А. Сеше проявлял живой интерес к деятельности швейцарского педагога А. Ферьера – одного из лидеров так называемого нового воспитания [112] , выступавшего за подготовку в общеобразовательной школе всестороннее развитых людей.
Подчеркивая, что язык, являясь материальной формой выражения сознания, в равной мере необходим для духовной и практической деятельности людей, лингвисты Женевской школы считали умственное развитие и поднятие общей культуры учащихся одной из основных задач преподавания родного и иностранного языков.
§ 1. Движущие факторы языкового развития
В своих работах представители Женевской школы Ш. Балли, A. Сеше и С. Карцевский развивали мысль, что причины и общие закономерности языкового развития тесно связаны с процессом всей жизни того или иного человеческого коллектива.
Одной из движущих сил языкового развития Сеше считал противоречие между формой и содержанием. «Будучи не в состоянии окончательно приспособиться к требованиям жизни, которая непрерывно развивается и обновляется, он (язык. – В. К. ) все время находится в конфликте со спонтанной психологией речи и все время преобразует и перестраивает какую-либо из своих частей» [Sechehaye 1926: 216]. Это высказывание содержит правильную мысль, что «само развитие и совершенствование языка в значительной степени определяется развитием и совершенствованием нашей мысли» [Будагов 1954: 9]. Еще в своей первой работе Сеше связывал прогресс языка с закреплением в нем результатов познавательной деятельности человека: «...прогресс языка становится необходимым условием дальнейшего интеллектуального прогресса.

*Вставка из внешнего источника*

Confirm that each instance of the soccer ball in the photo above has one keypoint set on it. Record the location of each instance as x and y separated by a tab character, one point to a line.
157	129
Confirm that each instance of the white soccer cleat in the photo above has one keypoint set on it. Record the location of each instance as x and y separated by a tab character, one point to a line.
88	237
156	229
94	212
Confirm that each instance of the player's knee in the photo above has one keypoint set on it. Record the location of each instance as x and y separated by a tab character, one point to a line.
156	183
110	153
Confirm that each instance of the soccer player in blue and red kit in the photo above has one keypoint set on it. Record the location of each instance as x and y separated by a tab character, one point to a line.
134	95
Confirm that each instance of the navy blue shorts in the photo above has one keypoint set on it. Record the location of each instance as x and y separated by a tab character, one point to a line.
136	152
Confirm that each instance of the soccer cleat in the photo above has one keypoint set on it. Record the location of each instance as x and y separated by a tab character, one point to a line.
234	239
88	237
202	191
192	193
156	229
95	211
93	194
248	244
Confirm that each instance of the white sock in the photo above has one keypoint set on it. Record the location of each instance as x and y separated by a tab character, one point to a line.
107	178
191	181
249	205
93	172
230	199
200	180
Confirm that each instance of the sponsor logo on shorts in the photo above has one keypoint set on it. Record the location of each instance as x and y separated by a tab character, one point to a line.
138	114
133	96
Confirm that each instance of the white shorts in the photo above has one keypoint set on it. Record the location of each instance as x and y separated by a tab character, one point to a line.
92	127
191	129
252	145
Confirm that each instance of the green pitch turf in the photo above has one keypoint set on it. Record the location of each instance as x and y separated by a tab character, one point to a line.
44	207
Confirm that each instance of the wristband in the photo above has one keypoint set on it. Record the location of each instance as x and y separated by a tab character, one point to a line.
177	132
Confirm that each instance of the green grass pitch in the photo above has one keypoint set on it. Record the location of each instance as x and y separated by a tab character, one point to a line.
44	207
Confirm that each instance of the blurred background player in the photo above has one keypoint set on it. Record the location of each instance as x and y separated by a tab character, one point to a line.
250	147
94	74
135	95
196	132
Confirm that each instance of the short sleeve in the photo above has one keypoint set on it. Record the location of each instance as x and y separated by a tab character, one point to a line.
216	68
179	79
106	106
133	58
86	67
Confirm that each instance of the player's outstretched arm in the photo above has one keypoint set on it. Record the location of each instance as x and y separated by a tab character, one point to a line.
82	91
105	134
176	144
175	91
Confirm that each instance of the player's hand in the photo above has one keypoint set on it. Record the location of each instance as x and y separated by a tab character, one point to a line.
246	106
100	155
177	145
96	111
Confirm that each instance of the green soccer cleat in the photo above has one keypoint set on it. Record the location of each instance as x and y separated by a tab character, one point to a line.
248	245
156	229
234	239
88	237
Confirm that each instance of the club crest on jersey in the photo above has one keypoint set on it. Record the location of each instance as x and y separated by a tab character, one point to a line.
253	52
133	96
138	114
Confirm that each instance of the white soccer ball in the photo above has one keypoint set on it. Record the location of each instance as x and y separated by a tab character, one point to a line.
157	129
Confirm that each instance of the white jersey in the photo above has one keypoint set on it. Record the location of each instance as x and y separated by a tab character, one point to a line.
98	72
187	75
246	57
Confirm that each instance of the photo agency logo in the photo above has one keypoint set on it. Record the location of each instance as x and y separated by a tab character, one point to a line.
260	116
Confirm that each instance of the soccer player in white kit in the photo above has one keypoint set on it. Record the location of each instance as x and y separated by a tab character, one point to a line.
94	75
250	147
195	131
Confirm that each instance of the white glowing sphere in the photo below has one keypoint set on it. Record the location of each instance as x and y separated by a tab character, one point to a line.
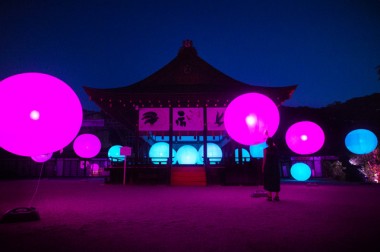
87	145
159	153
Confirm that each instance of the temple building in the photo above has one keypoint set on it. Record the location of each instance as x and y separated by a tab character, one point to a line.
181	107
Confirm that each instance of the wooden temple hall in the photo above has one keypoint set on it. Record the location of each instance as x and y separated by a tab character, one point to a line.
175	118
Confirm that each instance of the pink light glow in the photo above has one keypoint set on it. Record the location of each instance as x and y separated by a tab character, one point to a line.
87	145
42	158
250	118
305	137
40	114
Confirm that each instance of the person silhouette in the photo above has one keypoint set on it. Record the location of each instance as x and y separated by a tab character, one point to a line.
271	171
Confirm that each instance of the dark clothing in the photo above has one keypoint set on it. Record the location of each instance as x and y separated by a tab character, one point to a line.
271	170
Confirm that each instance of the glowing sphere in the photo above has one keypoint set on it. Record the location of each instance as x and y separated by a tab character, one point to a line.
361	141
250	118
40	114
305	137
300	171
214	153
114	154
245	155
159	153
257	150
42	158
187	154
87	145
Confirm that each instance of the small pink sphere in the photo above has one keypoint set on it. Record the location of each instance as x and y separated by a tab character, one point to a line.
251	118
305	137
40	114
87	145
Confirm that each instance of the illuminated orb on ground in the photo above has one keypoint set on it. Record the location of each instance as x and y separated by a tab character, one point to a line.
214	153
245	155
42	158
159	153
361	141
114	154
257	150
300	171
250	118
87	145
42	114
305	137
187	154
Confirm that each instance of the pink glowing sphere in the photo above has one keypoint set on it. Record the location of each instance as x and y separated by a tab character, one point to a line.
39	114
42	158
250	118
305	137
87	145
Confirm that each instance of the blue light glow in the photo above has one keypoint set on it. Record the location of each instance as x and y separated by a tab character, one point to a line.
187	154
159	153
300	171
245	155
114	154
257	150
214	153
361	141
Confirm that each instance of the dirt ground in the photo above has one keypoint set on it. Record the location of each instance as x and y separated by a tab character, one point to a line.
89	215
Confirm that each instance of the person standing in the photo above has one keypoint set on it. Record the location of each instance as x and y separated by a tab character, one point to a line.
271	171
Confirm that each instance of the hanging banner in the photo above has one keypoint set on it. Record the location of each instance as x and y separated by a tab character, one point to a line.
215	119
188	119
154	119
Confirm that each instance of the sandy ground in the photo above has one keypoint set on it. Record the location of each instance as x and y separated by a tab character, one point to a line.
89	215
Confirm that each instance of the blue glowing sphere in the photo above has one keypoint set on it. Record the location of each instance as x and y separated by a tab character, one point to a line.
257	150
361	141
159	153
214	153
300	171
114	154
187	154
245	155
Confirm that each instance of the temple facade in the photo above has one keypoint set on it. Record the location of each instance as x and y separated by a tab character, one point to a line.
181	108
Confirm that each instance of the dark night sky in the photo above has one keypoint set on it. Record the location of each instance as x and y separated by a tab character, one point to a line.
330	48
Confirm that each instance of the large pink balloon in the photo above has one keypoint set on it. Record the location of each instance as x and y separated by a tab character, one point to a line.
87	145
305	137
250	118
39	114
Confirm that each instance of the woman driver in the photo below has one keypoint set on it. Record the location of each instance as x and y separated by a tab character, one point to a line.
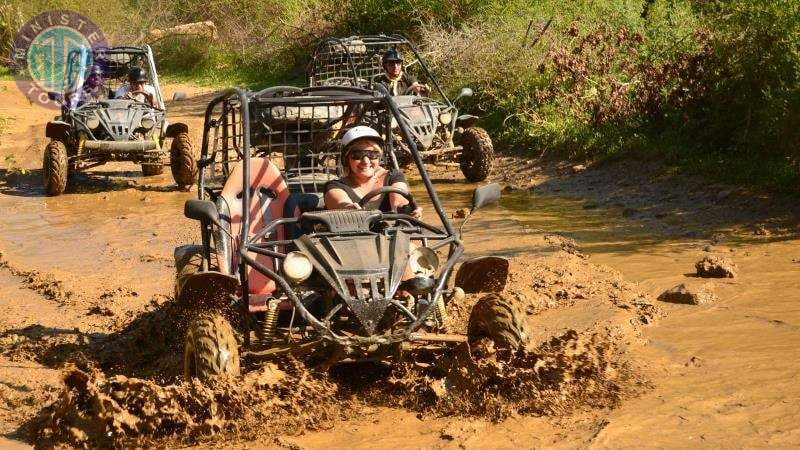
362	151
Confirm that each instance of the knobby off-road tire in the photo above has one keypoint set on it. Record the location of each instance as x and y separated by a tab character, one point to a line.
152	167
499	319
477	154
54	168
182	160
211	348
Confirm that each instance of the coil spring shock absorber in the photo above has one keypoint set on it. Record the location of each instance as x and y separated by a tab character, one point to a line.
440	313
271	319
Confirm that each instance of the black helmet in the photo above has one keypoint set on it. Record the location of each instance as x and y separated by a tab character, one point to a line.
97	70
391	55
137	74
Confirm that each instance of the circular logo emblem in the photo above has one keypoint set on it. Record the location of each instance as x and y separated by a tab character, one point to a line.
53	55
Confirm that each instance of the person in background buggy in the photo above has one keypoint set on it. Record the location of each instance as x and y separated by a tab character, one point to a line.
93	89
396	80
137	87
362	151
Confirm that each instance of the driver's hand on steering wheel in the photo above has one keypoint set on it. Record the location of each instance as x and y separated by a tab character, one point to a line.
417	213
418	88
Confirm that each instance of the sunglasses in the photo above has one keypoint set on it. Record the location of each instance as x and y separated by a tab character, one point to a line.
358	155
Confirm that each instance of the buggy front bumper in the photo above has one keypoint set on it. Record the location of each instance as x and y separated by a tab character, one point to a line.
124	146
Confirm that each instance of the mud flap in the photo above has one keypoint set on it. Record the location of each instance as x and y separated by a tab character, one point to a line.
483	274
206	289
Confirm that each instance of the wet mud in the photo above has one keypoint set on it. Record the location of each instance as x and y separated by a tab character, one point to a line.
91	340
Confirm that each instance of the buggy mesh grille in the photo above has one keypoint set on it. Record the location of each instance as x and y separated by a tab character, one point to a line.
336	61
367	287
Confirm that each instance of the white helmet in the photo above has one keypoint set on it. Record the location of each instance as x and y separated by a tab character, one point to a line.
361	132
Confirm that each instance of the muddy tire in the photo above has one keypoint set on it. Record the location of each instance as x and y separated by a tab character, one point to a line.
54	168
211	349
182	160
499	319
477	155
152	167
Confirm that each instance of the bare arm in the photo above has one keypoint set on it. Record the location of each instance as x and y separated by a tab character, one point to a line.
397	200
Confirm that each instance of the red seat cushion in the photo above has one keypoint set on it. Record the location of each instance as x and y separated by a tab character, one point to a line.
263	209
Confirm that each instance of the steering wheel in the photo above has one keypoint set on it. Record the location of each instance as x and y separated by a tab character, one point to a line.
405	209
338	81
409	90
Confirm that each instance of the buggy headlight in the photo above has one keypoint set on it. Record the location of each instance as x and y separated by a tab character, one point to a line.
297	267
423	262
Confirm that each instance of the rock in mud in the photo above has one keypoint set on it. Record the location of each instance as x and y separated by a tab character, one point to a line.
578	168
689	295
714	266
461	213
761	230
630	212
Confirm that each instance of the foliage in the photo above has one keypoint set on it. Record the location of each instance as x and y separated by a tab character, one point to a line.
710	85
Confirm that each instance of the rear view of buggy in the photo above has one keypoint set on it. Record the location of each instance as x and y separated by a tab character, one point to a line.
95	128
440	134
276	273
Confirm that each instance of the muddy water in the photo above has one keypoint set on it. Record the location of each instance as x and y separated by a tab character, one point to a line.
723	375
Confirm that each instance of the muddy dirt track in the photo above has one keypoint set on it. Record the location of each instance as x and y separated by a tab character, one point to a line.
86	291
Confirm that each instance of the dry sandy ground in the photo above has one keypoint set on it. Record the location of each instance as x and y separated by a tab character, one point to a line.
86	278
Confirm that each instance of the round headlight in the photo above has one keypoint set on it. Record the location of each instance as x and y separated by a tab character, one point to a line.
423	262
297	267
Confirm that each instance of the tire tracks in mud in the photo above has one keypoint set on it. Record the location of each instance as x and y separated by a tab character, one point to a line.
120	396
42	283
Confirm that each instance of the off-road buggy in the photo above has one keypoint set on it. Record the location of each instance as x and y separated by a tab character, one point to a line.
90	132
442	136
277	273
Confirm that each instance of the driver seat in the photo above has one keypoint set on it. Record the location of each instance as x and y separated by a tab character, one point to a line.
269	193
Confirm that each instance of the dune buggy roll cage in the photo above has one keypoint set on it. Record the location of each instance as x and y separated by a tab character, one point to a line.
328	63
245	117
106	57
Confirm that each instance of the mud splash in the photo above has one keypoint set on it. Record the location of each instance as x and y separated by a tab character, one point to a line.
569	372
94	410
562	371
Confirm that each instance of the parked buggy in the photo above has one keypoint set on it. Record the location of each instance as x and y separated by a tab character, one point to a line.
94	127
277	273
442	136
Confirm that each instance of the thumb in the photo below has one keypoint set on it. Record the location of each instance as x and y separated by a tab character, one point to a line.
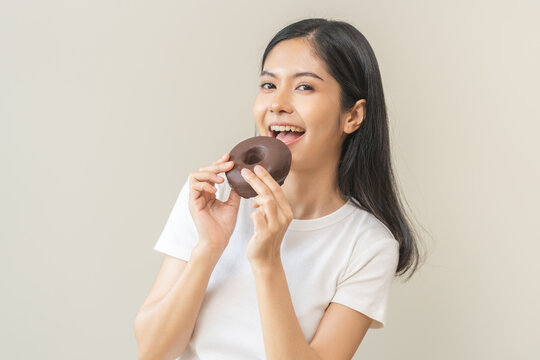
233	200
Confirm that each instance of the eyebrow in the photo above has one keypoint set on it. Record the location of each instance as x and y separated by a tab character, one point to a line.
303	73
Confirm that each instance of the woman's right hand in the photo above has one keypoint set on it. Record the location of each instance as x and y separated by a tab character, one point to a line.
215	220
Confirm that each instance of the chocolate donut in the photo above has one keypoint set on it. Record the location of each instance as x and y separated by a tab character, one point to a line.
269	152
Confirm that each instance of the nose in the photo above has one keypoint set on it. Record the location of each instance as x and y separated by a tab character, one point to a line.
280	102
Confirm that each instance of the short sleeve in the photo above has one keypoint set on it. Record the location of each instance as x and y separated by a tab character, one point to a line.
179	235
366	283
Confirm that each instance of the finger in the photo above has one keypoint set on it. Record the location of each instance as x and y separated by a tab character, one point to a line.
269	207
259	220
257	184
199	188
222	159
206	176
219	167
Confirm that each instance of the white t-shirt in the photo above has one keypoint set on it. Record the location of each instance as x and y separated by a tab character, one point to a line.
348	257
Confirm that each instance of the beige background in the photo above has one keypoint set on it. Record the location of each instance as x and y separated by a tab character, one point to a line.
106	106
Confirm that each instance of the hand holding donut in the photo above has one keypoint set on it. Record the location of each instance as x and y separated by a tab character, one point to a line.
214	219
271	219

Без прогресса языка все приходилось бы постоянно начинать сначала, и эта эволюция была бы напрочь лишена преемственности» [Сеше 2003а: 207].
Среди причин языковых изменений Сеше выделял антиномию говорящего и слушающего: «...всякий раз, когда человек говорит, чтобы сообщить нечто, или пытается понять сказанное, всегда есть возможность хотя бы для минимальных инноваций. Говорящий может больше или меньше отступать от принятых норм, а слушающий может интуитивно воспринять обновленное средство выражения» [Сеше 1965: 62].
Еще В. Гумбольдт писал, что мысль в уме говорящего и слушающего не может быть вполне тождественной. Отечественный лингвист B. А. Богородицкий придавал этой антиномии столь важное значение, что видел в ней «едва ли не основной фактор прогресса языка». «... главный фактор этого мощного развития языка заключается в стремлении говорящего к тому, чтобы в уме слушающего как можно полнее отразилась та же мысль» [Богородицкий 1964: 297].
С. Карцевский вслед за Ф. де Соссюром [113] трактовал проблему изменяемости языка как сдвиг между означаемым и означающим: «Именно благодаря этому асимметричному дуализму структуры знаков лингвистическая система может эволюционировать: “адекватная” позиция знака постоянно перемещается вследствие приспособления к требованиям конкретной ситуации» [Карцевский 1965: 90]. Карцевский обратил особое внимание на то, что в период таких сдвигов необходимо наличие тождественных моментов либо в семантической, либо в формальной стороне знака (соответственно): «...призванный приспособиться к конкретной ситуации, знак может измениться только частично, и нужно, чтобы благодаря неподвижности другой своей части знак оставался тождественным самому себе» [Там же: 85]. Смещения в структуре языковых планов возникают как неизбежное следствие того, что языковые знаки лишены возможности самостоятельного развития, а эволюционируют только в речи, в рамках высказывания как актуализованной (соотнесенной с ситуацией) единицы языка, в которой синтагматические отношения между означающими и означаемыми автономны и независимы друг от друга.